Relationships are balancing acts, and delicate ones at that. This idea turned into a balancing sofa as I was thinking about how all of our social interactions can be found on these humble, ubiquitous pieces of furniture: dinner, chatting, sex, job interviews, even death. Is it surprising that we construct such a solid footing to support the delicate dance of relationships, so prone to losing their rhythm and falling down? These ideas of foundation and fragility seemed so distinct and yet inseparable; I became interested in trying to illuminate that a bit.
I began wondering if anything or anyone can balance on a rigid point, which was the technical point of departure for research. I learned that while it’s possible, it requires enormous energy and has signiﬁcant limits beyond which recovery is impossible. This fact, for me, further enlightened the metaphor. As in life, the risk here is real, rather than illusory. The piece can fall and break to pieces, which must then be picked up, possibly repaired, and put back together one at a time. To regain balance, once lost, requires outside help.

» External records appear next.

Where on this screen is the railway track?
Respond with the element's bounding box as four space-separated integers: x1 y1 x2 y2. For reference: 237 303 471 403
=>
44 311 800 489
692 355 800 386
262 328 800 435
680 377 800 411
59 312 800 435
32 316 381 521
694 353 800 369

Jacob Tonski is a pragmatic optimist whose work explores dynamic balance through kinetic metaphors. Tonski holds an MFA from the Design | Media Arts department at UCLA. He studied computer science at Brown University and worked as a Technical Director at Pixar Animation Studios. He was a 2010 fellow at the Frank-Ratchye Studio for Creative Inquiry at Carnegie Mellon University. He is currently an assistant professor of Art and Interactive Media Studies at Miami University, Ohio. His creative work has been shown in China, Brazil, and throughout Europe and the United States.